The first thing I tried was a technique called Latent Dirichlet Allocation (Dirichlet rhymes with hooray), which attempts to assign different words to topics. While the results aren’t perfect, you can see some interesting associations:
|Sound Quality||Great, good, sound, quality, sounds|
|Music||Music, like, sound, play|
|Setup||Easy, setup, use|
Many of the reviews focus on the sound quality of the speaker and how convenient it is to play music. It seems for this specific version of Alexa, people aren’t overwhelmed and raving about the AI capabilities of the device, but rather like it for being a superior speaker. This is also confirmed by survey done by voicebot.ai, showing listening to music is the #2 use case (answering a question is #1).

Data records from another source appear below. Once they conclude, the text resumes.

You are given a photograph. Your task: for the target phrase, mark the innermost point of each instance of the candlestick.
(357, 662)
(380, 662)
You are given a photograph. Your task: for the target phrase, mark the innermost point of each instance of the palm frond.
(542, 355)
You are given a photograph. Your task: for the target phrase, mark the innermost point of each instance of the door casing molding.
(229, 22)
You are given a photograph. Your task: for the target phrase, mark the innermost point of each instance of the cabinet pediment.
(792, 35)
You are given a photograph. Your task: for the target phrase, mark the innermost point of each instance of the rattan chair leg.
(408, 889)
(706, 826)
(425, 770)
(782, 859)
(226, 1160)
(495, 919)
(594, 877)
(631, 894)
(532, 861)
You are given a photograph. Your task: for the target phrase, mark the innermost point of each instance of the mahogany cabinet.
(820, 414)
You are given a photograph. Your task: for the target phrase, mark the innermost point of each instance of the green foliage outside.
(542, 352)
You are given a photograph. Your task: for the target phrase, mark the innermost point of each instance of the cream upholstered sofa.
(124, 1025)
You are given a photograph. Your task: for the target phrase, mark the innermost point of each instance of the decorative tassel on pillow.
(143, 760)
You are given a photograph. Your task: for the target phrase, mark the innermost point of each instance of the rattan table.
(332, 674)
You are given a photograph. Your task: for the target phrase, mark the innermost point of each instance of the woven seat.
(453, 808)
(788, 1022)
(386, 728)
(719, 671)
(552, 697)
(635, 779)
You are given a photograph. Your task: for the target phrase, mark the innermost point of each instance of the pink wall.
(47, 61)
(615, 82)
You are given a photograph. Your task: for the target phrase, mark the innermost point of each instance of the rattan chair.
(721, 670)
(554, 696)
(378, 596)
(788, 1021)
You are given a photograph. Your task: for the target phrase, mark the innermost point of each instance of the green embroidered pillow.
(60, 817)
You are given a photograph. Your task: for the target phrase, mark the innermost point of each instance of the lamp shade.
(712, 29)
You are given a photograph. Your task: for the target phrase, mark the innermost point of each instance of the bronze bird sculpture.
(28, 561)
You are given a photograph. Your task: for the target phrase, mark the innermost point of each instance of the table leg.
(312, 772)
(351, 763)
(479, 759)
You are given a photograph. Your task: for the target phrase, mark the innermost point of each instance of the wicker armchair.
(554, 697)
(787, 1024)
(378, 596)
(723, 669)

I then decided to put the reviews through Amazon’s keyword extraction API, which does exactly that; extracts keywords from text. The Amazon API identifies music and sound quality as the top keywords, but also identifies gift/christmas, indicating some people have either given or received Alexa as a gift.
Amazon Keyword Result
|Keyword||Rank (Dec/Jan 2019)|
This insight aligns with data from Google Trends which shows queries for Alexa are highly cyclical and peak during the Christmas season, while also getting some lift for CES.
Google Trends for Alexa (peaks are Christmas time)
How does machine learning compare to just listing the most frequently occurring words? After removing words like I, he, she, etc, the top three words are “sound”, “great”, and “music” with gift ranking #51, implying there is some added benefit by using machine learning instead of just listing the top words.
If you are the brand manager for Alexa, an interesting insight here would be to talk about what a great gift idea the Alexa could be. Or maybe you advertise the lower priced Alexa as a stocking stuffer. Not that Amazon needs to sell any more Alexa’s…
While each reviewer is forced to give a numeric rating of the product, I wanted to see if the text of the review matched the rating. To do this, I decided to pass the reviews into Amazon’s sentiment analysis to see what results I get. This confirmed people who give favorable reviews of the product also use positive language to describe it. The Amazon API matches a similar distribution of how people actually rate the Alexa, with the large majority of reviews being rated “Positive”
Actual Rating Distribution/API Sentiment Distribution
|Actual Rating||% of reviews||Amazon API Rating||% of reviews|
While people aren’t raving about the AI capabilities of Alexa, they are satisfied and even seem to be having fun with the product. The main feature of this specific Alexa is the speaker, which implies maybe Amazon should go into the speaker business?
One final one, while I didn’t scrape reviews for the Amazon Dot, I received one for Christmas…which means I have two Alexa’s sitting unplugged in my kitchen drawer.